The future of online social interactions: What to expect in 2020

Authors
  • A. John
  • L. Adamic
  • M. Davis
  • F. Nack
  • D.A. Shamma
  • D.D. Seligmann
Publication date 2008
Book title Proceedings of the 17th International World Wide Web Conference (WWW 2008)
ISBN
  • 9781605580852
Event 17th International World Wide Web Conference (WWW 2008), Beijing, China
Pages (from-to) 1255-1256
Publisher New York, NY: Association for Computing Machinery (ACM)
Organisations
  • Faculty of Science (FNWI) - Informatics Institute (IVI)
Abstract
Blogs, wikis, tagging, podcasts, and social networking websites such as MySpace, Facebook, Flickr and YouTube have radically changed user interactions on the World Wide Web from a static, one-way, consumption model to a dynamic, multi-way, participation model. Broad user power and flexibility have changed how people engage in and experience their interconnections, interests, and collaborations. Online social interactions will evolve in the next decade to address the growing needs of its user community and make entries into many aspects of our lives. This evolution may very well be among the most exciting ones of our times where the individual and collective power of people to contribute and share content, experiences, ideas, expertise etc. may be even more enhanced than it is today.

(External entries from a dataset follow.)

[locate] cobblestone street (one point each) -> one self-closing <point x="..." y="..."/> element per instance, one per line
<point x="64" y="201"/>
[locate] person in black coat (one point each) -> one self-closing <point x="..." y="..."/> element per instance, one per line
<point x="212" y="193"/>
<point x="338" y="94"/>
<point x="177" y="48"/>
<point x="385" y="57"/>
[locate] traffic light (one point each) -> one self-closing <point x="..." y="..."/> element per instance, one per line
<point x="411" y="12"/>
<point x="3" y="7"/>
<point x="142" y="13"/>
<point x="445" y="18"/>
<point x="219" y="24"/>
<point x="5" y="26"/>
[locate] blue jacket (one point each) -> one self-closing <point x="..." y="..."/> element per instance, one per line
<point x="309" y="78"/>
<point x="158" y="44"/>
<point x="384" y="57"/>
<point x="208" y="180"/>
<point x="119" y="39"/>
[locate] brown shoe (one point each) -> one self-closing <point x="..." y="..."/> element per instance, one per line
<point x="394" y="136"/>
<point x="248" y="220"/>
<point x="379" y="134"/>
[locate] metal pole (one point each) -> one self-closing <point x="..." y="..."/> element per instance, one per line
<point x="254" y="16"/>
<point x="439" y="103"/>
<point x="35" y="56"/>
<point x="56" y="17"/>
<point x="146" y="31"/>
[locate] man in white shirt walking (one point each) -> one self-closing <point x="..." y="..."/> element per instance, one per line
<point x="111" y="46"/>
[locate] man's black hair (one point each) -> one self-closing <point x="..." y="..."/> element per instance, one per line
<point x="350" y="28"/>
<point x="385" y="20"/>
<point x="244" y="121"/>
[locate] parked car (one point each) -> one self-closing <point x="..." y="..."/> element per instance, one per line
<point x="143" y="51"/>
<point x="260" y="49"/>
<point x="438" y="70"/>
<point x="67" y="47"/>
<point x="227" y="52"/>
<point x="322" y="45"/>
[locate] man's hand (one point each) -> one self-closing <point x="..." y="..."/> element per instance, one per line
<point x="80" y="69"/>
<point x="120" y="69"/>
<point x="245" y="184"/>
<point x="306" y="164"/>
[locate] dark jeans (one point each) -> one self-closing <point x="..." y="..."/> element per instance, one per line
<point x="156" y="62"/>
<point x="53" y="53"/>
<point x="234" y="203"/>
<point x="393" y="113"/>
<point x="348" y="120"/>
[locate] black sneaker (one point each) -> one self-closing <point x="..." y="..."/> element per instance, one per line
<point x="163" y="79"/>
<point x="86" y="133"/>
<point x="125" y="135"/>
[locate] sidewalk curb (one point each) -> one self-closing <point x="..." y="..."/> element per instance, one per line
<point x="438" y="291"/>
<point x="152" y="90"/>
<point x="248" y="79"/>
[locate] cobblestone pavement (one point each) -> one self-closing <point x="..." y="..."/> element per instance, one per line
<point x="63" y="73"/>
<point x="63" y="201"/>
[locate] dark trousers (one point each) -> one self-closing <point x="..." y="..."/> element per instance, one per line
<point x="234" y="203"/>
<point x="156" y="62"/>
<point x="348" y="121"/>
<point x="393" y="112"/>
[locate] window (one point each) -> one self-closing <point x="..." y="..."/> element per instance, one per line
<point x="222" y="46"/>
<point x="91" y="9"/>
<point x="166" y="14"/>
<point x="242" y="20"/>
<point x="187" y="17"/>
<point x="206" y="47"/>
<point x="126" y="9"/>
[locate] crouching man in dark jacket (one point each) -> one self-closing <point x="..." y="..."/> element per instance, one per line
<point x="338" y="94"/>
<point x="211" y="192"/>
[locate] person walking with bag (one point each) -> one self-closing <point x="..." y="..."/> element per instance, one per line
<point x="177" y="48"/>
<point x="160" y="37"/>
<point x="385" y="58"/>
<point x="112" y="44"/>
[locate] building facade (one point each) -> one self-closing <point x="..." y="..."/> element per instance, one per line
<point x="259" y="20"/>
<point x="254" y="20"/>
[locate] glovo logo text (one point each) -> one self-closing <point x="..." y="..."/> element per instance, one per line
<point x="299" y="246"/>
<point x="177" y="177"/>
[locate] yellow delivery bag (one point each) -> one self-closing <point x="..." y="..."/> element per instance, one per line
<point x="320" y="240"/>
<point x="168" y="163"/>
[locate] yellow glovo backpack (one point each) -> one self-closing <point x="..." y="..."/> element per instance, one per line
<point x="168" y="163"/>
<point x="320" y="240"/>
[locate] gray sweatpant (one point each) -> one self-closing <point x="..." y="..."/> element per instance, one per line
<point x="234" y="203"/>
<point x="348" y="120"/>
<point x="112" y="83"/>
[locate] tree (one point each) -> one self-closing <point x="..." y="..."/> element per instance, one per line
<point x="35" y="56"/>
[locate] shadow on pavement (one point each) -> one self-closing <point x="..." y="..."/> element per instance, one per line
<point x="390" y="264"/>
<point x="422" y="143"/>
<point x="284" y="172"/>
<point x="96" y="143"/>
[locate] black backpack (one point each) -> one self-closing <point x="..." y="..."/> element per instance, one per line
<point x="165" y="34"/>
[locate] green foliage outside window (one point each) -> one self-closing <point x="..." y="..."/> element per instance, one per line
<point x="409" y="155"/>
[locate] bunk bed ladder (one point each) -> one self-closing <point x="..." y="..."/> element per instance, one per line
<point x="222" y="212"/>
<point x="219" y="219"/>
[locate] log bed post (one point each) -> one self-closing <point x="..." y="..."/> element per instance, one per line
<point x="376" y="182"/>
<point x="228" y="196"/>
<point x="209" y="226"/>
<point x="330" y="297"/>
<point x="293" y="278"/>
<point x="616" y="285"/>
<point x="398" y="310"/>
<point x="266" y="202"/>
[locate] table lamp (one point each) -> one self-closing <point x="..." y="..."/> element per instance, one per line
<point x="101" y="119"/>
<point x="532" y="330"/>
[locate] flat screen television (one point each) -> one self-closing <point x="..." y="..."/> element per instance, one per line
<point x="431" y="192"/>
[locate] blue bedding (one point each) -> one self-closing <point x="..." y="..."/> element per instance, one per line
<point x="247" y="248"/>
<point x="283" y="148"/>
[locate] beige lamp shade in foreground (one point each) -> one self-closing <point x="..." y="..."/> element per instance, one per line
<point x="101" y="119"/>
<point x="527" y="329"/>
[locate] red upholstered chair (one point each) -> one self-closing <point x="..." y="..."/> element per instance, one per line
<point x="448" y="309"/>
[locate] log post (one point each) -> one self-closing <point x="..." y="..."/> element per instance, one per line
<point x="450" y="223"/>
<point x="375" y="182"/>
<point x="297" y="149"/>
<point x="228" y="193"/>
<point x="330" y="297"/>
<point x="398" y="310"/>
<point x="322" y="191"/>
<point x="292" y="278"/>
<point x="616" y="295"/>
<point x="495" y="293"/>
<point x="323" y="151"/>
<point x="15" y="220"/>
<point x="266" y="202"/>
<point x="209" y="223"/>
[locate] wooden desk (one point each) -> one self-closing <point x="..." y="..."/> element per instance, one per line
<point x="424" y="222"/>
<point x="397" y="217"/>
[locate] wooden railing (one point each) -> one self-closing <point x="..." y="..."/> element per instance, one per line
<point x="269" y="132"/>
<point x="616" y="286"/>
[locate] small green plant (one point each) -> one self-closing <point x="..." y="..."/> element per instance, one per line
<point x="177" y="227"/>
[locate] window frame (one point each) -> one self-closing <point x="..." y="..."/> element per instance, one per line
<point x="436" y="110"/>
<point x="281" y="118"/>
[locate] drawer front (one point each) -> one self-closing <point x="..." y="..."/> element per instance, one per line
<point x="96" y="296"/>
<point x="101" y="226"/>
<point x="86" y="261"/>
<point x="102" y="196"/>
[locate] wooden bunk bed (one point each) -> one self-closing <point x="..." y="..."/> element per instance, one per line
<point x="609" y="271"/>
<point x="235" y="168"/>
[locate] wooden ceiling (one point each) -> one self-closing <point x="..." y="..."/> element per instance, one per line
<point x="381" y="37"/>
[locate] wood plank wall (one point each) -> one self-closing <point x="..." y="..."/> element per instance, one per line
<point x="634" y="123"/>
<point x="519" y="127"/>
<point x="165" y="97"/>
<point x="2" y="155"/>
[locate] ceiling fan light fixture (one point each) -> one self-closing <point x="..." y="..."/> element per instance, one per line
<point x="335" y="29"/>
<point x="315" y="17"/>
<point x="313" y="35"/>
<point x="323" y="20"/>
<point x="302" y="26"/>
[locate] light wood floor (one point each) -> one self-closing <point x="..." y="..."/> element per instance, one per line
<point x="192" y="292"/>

The enhancement may be shaped through a better understanding of user needs and behavior and it may be enabled through the seamless convergence of multi-modal technologies, new applications, new domains, data mining and better navigational and search capabilities. Some of these changes will also permeate into the workplace and change the way we work. This panel will discuss how online social interactions may evolve in the next decade and what impact it may have on diverse dimensions in our world.